3. Глава, в которой Джуру водить

Тварь на потолке ощерилась. Орис уже знал, чем это закончится, и присмотрел себе укрытие. Его предшественник был настолько мил, что оставил после себя обглоданный скелет и ошметки мяса в углу. Гнилое нутро воняло так, что волосы шевелились, но делать нечего: шлепая по вязкой жиже, юноша на полусогнутых пробрался к скелету и юркнул между ребер. Кто бы ни был обитатель этой камеры при жизни, он оказался широк в кости. Тварь наверху зарокотала и раззявила круглую пасть. Орис не мог отвести от нее взгляд, хоть зрелище было омерзительным. Ему казалось, что зажмурься он, и тотчас гадина обнаружит его и набросится. Нет, пусть чует, что он за ней следит.

Пасть раскрылась, как у лягушки, и вот обнажились два ряда зубов, потом четыре, шесть… Тварь выворачивалась наизнанку. Ее внутренний мир был сплошь усеян зубами: тело вразнобой покрывали клыки, моляры, кариозные резцы. Человечьи, волчьи, даже рыбьи. Те, что без корней, отрывались и падали, скакали по ребрам укрытия Ориса. Юноша стряхнул с куртки пару молочных и съежился. Теперь закрыть уши, вспомнил он. С прошлого раза в голове еще звенело.

Тварь вывернулась целиком, как грязный носок. Медленно, смакуя процесс. И внезапно все повернуло вспять! Черная кожа стремительно катила обратно – от хвоста к пасти, ряды зубов стучали и щелкали друг о друга. Какие-то дымились, какие-то искрили. Громче, еще громче и… бац! Сомкнув последний ряд, тварь испустила плотный клубок огня. В камере стало нестерпимо светло и жарко, но только на минуту. Шар растаял над убежищем Ориса, а тварь еще тлела. Правда, недолго. Когда она угасла, потекли страшные минуты в темноте. Сколько – он не мог сказать точно, ведь комм у него отобрали. Может, и не слишком долго. В отблесках углей на загривке твари ему казалось, что та подбирается ближе. В тюрьме пахло тухлым от лужи с бурой жижей и от слизи, что сочилась из трещин повсюду. Капли где-то громко ударяли в пол. Тварь наверху чавкала и трясла складками на брюхе.

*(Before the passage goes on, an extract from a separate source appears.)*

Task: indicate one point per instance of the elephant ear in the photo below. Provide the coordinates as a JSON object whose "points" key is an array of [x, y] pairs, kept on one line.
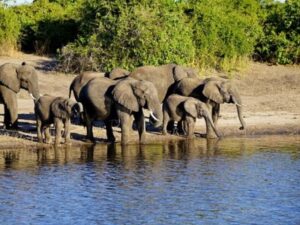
{"points": [[190, 107], [9, 77], [211, 90], [60, 108], [123, 94]]}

Сколько его тут продержат? Сразу после принудительной стыковки Ориса, минуя адаптационный блок, доставили в этот карцер. Кто его привел, невозможно было различить из-за имперских скафандров: черная форма принимала вид безликой тени и окутывала тело целиком. Снаружи все были черными призраками без опознавательных знаков и даже лиц. Точно как в его детских кошмарах. Из чего состоял костюм, никто на Бране толком не знал. Но на вид это была мельчайшая темно-графитовая сетка, то ли из малоизвестного пластика, то ли из жидкого металла. Скафандр был второй кожей и абсолютно стирал различия. Как имперцы узнавали друг друга? Орис приметил: костюм реагировал на прикосновение к офицерской пластине или камню на воротнике.

Пить хотелось еще с отлета. Во рту пересохло, как только он выскочил из вормхолла. Здесь пацан от страха проглотил язык, а как только ему присвоили статус военнопленного и зачитали права, то затолкали в карцер и испарились. Нет, еще процедили на общеимперском что-то вроде «успокойтесь» или «не стоит волноваться» – Орис был недостаточно хорош в языках.

Но какого ж бозона? Не стоит волноваться… Об этой твари наверху, об останках соседа, о жажде или мучительной смерти? Угли на холке твари еще тлели, и в их свете лужа в углу показалась не так чтобы сильно противной. На карачках Орис выполз из-под ребер и двинулся к луже. Загреб в ладони жижи и принюхался: однозначно НЕТ.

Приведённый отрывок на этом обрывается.